Dropbox's Anti-Piracy System That Protects Privacy
The Internet launched into a minor panic over the weekend when a Saturday night tweet from a San Francisco-based designer seemed to reveal that Dropbox, a cloud-based file hosting service, monitored private accounts for files that violated the Digital Millennium Copyright Act.
Darrell Whitelaw shared an image of a Dropbox folder with a notice that read, “certain files in this folder can’t be shared due to a takedown request in accordance with the DMCA.” The tweet has since been shared more than 3,500 times.
Many Dropbox users responded to Whitelaw’s tweet that they were going to look for an alternative service, but Dropbox’s practice isn’t anything new. Dropbox has being doing this for a long time.
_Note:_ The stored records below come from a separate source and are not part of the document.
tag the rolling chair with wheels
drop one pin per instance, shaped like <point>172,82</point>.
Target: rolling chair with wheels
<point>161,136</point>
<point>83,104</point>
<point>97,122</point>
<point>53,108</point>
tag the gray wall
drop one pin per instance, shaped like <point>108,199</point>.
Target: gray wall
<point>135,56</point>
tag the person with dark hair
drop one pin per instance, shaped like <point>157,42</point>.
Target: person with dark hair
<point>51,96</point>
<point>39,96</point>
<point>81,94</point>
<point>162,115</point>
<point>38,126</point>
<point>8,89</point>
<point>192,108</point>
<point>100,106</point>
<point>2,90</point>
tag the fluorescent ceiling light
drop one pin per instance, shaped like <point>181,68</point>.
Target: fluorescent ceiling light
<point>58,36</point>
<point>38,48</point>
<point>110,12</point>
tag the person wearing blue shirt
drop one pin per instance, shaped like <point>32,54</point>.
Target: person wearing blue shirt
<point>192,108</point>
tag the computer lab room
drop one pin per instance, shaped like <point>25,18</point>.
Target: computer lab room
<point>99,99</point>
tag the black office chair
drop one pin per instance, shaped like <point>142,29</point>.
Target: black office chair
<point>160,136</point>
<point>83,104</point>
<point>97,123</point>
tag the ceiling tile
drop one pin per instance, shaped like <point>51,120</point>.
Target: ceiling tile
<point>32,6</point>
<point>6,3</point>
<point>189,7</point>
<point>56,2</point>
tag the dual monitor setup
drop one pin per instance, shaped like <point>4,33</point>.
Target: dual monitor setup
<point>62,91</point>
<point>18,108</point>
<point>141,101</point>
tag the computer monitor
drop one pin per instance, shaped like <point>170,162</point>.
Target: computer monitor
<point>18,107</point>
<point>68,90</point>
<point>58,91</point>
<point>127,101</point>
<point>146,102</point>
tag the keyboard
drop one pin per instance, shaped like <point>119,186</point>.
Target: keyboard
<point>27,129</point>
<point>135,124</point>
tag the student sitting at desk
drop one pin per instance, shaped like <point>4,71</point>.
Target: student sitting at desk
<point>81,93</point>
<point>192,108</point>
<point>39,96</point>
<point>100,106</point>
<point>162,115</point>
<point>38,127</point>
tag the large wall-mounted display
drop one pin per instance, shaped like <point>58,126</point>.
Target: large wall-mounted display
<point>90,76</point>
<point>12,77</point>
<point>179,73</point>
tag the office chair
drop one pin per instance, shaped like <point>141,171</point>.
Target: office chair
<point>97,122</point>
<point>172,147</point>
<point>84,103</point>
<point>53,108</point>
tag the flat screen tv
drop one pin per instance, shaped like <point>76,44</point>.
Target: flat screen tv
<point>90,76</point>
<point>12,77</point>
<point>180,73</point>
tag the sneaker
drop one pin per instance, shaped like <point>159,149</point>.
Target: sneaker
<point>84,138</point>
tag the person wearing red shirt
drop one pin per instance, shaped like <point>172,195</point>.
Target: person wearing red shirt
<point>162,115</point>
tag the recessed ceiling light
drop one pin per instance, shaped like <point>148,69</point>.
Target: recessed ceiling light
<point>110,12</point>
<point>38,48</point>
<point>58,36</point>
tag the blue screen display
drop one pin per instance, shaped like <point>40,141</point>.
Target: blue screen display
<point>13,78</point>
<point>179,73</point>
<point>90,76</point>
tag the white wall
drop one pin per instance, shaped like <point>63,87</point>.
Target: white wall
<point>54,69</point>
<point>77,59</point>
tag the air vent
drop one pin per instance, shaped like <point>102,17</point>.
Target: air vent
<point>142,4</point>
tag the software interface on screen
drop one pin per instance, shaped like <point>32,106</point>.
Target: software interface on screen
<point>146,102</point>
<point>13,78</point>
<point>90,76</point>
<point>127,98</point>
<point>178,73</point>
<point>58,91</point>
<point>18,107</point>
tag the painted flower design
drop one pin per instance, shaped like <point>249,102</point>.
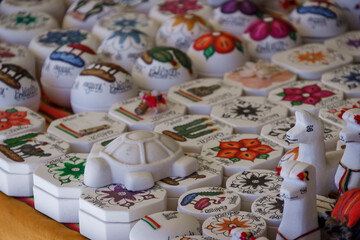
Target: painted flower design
<point>310,94</point>
<point>245,149</point>
<point>220,42</point>
<point>270,26</point>
<point>12,117</point>
<point>179,6</point>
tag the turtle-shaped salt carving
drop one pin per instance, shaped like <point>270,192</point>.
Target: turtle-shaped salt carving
<point>137,159</point>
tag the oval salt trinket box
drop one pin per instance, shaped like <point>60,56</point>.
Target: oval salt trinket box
<point>165,225</point>
<point>216,53</point>
<point>114,210</point>
<point>106,81</point>
<point>19,119</point>
<point>19,157</point>
<point>193,131</point>
<point>57,187</point>
<point>82,130</point>
<point>248,114</point>
<point>239,152</point>
<point>201,95</point>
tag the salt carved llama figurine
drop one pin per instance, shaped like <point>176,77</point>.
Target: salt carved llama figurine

The way Dropbox checks for pirated content is also completely legal and doesn’t even really violate a person’s privacy. Dropbox’s system is able to detect infringing content without reading what the files are.
As TechCrunch explained, Dropbox relies on a unique identifier assigned to each file known as a “hash.” Any small change in a file results in a different hash, so although a hash cannot tell what the original file is, it can be used to locate duplicates.
Each file uploaded to Dropbox is given a hash. If a file is identified as violating DMCA, Dropbox adds the file’s hash to a blacklist. If anyone tries to share this file, the hashes will match and Dropbox will block the file.
Dropbox doesn’t even delete the original file or block the private box; it simply blocks the file from being shared from user to user.
Every file uploaded to Dropbox is encrypted, so the hash system allows Dropbox to identify violating files without having to inspect the file content.
Dropbox does hold the encryption keys, so it could inspect the content if it were legally required to. But for usual DMCA notices, Dropbox doesn’t need to look through private folders.